In an effort to supplement his earnings and provide for their four-year-old daughter, Sumi found a job at Kolkata City Mission (KCM), one of Partners Worldwide’s Local Community Institutions (LCI) in the city.
She began to work as a teacher in KCM’s Informal Education Center program, which educates children from slum communities who are often denied access to formal education.
While working, Sumi became familiar with the other programs KCM offers, especially those designed to equip and empower women. Inspired to further develop her vocational skills and continue growing her family’s income, Sumi enrolled in KCM’s tailoring course. For six months, she improved her sewing skills alongside a supportive community of women who also desired to positively impact their families’ futures.
As the course came to a close, Sumi realized she wasn’t ready for it to end; she wanted to continue her education and further expand her economic options. So, she registered for a Microbusiness Training course through KCM that utilizes the Partners Worldwide curriculum.

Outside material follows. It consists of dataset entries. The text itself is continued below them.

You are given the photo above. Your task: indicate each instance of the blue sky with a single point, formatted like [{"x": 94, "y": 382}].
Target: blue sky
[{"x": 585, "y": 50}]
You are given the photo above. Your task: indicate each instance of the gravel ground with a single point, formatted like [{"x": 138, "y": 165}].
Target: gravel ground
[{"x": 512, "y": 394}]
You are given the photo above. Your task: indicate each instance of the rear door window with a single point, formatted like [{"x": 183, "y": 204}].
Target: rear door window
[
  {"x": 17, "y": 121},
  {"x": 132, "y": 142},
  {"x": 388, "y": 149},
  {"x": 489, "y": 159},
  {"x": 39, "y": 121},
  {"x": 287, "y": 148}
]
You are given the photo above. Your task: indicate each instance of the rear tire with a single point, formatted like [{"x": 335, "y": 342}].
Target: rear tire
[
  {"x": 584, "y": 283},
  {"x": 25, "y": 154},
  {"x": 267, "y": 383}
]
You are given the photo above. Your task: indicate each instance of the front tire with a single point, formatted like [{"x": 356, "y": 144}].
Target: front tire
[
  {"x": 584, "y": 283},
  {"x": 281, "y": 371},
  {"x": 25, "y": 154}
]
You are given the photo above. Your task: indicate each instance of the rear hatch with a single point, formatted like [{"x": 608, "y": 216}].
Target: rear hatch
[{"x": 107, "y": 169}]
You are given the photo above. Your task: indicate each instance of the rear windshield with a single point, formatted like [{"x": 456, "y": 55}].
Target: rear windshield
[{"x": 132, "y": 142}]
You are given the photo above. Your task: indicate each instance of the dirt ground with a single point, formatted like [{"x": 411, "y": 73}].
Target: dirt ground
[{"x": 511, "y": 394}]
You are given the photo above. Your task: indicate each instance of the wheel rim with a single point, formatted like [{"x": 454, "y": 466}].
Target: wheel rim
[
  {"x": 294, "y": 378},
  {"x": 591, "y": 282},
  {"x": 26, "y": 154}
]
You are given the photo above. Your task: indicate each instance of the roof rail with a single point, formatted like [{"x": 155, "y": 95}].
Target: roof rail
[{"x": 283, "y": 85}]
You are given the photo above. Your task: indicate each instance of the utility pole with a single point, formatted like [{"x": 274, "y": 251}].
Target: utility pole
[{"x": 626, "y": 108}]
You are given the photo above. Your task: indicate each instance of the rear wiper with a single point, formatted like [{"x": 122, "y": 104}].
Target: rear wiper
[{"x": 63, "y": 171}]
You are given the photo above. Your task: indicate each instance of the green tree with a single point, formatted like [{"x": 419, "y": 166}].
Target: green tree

It was in this course that Sumi was free to imagine a different future—one that combined her newly acquired tailoring skills with her growing business acumen, and that had the potential to lift her family out of poverty for good.
Equipped with her intrinsic work ethic, determination, and connections in the community, Sumi conducted market research in her neighborhood and discovered the need for well-made nightwear.
She started small, purchasing enough material to make a few outfits and then bringing them to local shops to sell. As she built her reputation, she networked with more retailers and eventually became the main supplier of nightwear for the local marketplace—so much so, that orders were too much for her to handle on her own!
Through her connections to KCM, Sumi hired three more women who also completed the tailoring course.
To keep up with the rapid growth, Sumi's husband began assisting her by helping with marketing and materials procurement.
Sumi’s perseverance and dedication as a mother, teacher, learner, and business owner have caused a ripple effect of opportunity for herself and those around her. She has broken the cycle of generational poverty for her family, a remarkable feat that few in Kolkata’s slums achieve. And through employing three other women, she has given them the chance to do the same for their own families, too.
In the grueling fight against systemic poverty, slow and steady may not always win the race, but it enables women like Sumi to be strong contenders—changing the narrative of poverty one family at a time.